I'd like to share five reason why I think this approach will fail.
- "dot-secure" becomes new target number one. I can't think of an easier way to help an adversary target the most critical information and capabilities on industry computers. If you're going to attack a company with hundreds of thousands of users and computers, it can be tough to decide where to focus attention. Multiply that target set across dozens or hundreds of companies and the adversary's problems also multiply. Now, suppose those companies put their most sensitive, important data on "dot-secure." Now all the adversary has to do is penetrate that network and take everything.
- "Separation" is a fool's goal. Didn't we just read about Operation Buckshot Yankee, where malware jumped between networks of different classification levels? I guarantee users will want and need to transfer information between their normal company Internet-connected computers and "dot-secure." As long as those vectors exist, there is no "separation."
- The network will be too big to keep "secure." Organizations build networks because there is value in exchanging information. In fact, the larger the network, the more valuable it becomes. So, what organizations will be allowed to connect to "dot-secure"? It will surely be more than the small handful that have a prayer of successfully defending themselves from APT and similar threats. That means weaker organizations will participate, and they will be compromised. As the network grows, it will get weaker and weaker.

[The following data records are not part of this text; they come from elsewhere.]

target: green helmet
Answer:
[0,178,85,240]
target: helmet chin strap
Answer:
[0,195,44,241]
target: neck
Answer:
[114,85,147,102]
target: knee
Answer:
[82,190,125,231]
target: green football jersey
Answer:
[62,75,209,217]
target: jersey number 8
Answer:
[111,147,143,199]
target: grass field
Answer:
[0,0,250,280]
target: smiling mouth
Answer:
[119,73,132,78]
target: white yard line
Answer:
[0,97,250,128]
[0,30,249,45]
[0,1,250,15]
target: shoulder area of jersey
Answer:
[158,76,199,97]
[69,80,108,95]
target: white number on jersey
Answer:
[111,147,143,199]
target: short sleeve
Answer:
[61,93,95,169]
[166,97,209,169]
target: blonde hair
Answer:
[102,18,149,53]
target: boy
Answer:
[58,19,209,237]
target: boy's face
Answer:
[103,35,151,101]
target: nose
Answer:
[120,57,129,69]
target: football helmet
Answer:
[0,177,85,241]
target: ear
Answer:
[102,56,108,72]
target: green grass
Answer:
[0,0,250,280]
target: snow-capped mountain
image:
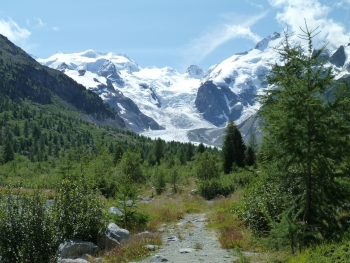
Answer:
[38,50,215,135]
[38,33,350,146]
[195,33,281,126]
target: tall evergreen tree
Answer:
[2,139,15,163]
[153,138,164,164]
[244,132,259,166]
[222,120,246,174]
[260,26,350,245]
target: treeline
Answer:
[0,92,218,189]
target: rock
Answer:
[83,254,105,263]
[108,206,123,216]
[179,248,193,254]
[135,231,153,238]
[57,258,89,263]
[167,237,179,242]
[58,239,98,259]
[191,189,197,195]
[145,244,158,251]
[98,223,131,250]
[150,255,168,262]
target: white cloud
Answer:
[246,0,264,9]
[183,11,268,66]
[0,19,31,45]
[269,0,350,49]
[34,17,46,28]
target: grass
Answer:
[104,233,162,263]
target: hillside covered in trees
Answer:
[0,27,350,262]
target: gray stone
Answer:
[108,206,123,216]
[58,239,98,259]
[150,255,168,262]
[167,237,179,241]
[179,248,193,254]
[98,223,131,250]
[145,244,158,251]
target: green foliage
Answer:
[52,174,103,243]
[153,138,164,165]
[2,140,15,163]
[196,151,219,180]
[169,166,179,194]
[117,151,144,183]
[222,120,246,174]
[288,241,350,263]
[259,24,350,248]
[0,189,55,263]
[236,178,288,236]
[197,177,235,200]
[153,168,166,195]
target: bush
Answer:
[236,177,285,236]
[197,178,235,199]
[52,175,103,243]
[0,189,58,263]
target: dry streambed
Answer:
[135,214,238,263]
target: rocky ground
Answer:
[135,214,238,263]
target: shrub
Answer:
[235,177,285,236]
[197,178,234,199]
[52,174,103,243]
[0,189,58,263]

- How can "dot-secure" be any more successful than SIPRNet? I don't expect "dot-secure" to be as well-protected as SIPRNet. (And calling SIPRNet "well-protected" is probably causing some people to laugh.) Trying to get a SIPRNet terminal deployed is very expensive, and I don't expect DoD to make the same demands upon organizations as those required to host SIPRNet terminals. Many people consider SIPRNet compromised (I'm repeating public rumors, not confirming -- I have no direct knowledge), so why would "dot-secure" be any more successful?
- "dot-secure" is another technical "solution" to a non-technical problem. I am dismayed to see DoD, of all places, taking a vulnerability-centric approach to an inherently threat-centric problem. It's clear that DoD is much more proficient in offense and that the "defense" part of the Department's name is increasingly misplaced. (I prefer the original "Department of War" anyway. Let's not fool ourselves!) How many hundreds of millions, or billions of dollars of taxpayer money could be wasted on "dot-secure," only to see DoD report to the Secretary or the President in 5 or 8 years that the network is also thoroughly compromised. Oops!
I think it would be far cheaper, and more effective, to engage the diplomatic and economic instruments of power to convince threats that they should keep their military and state hands out of American private enterprise.